Sanne Grinovero sanne at hibernate.org
Thu Aug 11 08:27:58 EDT 2011


2011/8/11 Hardy Ferentschik <hardy at hibernate.org>:
> On Thu, 11 Aug 2011 13:51:33 +0200, Sanne Grinovero <sanne at hibernate.org>
> wrote:
>
>> This also means we could change the sharding strategy interface to:
>>  a - deal with Entity instances instead of org.apache.lucene.Document
>> and string-encoded ids
>
> Are there not valid use-cases where I want to make the decision using the
> Document. What if I have a custom class bridge which I apply on all
> entities
> in order to add a field to the document ((partly)independent of the entity
> itself)
> which is then used for sharding. I guess I could always write the same
> logic
> in the ShardingStrategy!? Not sure.

I've thought about that same, and concluded than since the Document is
the output of some stateless transformation from the entity, I'm sure
that all what you could do in a custom bridge & sharding strategy
could be implemented in the sharding strategy alone, provided it gets
access to the entity.
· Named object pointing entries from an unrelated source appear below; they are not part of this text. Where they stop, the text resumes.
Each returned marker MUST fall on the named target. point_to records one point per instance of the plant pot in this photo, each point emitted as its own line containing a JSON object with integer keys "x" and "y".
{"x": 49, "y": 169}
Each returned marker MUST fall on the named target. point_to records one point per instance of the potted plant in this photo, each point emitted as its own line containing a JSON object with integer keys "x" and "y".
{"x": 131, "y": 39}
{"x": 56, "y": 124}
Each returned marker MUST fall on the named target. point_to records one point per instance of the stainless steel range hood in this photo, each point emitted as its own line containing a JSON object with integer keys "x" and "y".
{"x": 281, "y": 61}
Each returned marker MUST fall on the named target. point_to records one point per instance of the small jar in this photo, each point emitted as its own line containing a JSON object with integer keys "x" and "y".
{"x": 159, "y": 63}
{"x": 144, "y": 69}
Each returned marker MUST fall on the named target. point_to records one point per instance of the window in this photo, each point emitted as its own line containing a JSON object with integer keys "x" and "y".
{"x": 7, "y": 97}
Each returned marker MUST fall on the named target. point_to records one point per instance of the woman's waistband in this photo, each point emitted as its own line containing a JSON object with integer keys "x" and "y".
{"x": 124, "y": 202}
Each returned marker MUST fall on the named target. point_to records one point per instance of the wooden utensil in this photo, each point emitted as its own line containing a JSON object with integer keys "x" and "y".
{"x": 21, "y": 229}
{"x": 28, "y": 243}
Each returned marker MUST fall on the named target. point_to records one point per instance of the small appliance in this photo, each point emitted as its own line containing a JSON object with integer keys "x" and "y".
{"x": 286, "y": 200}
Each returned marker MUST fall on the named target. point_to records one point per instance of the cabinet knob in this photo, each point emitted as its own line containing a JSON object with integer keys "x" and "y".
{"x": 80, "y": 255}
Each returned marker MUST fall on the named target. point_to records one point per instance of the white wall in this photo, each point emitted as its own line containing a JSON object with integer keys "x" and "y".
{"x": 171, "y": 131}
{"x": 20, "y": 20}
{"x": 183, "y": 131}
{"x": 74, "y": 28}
By definition the entity has more information,
not less, so it's definitely an added value.
Also if you had to change both code places to achieve your desired
sharding strategy, now you only need to do it once, in something
properly named "ShardingStrategy", instead of hacking around and
possibly instead of inserting extra unneeded tokens in the Document
for consumption of the ShardingStrategy.

>> This would affect configuration: instead of configuring them on the
>> index name, an annotation should be placed on the type (or an optional
>> parameter for existing @Indexed).
>
> Are changing the sharding configuration and the ShardingStrategy really
> coupled? We could change the way shards are configured and still keep
> passing the Document to the sharding strategy, maybe in combination with
> the actual entity. Wouldn't that give most flexibility?

As above, I don't think that will give you more functional options,
but maybe you're right that some operations might be easier: I'm
thinking of those cases in which the decisions is related to the
string-encoded form of some complex type, but also I don't see a
practical use of it, and nothing prevents me to re-encode it as needed
(other than repeating the encoding).
Still, not passing the Document provides you more advantages:
1 - we often felt the need of using a different representation, but
can't experiment with it as this is part of public API
2 - we would not be tight to build the Document before applying the
sharding logic: building the full Document often entails a lot of
work, not least loading extra entities for the sake of relations
indexing, and the strategy could decide to skip it. (I know I'm
trespassing in the area of another popular feature request which I
wouldn't implement this way, but as an example of kind of things we
can do with this added flexibility!)

>> On top of a greater flexibility in sharding, but will also avoid
>> exposing the o.a.l.Document yet in another API.
>
> Is that such a bad thing?
Not extremely evil, but I hope above answers this.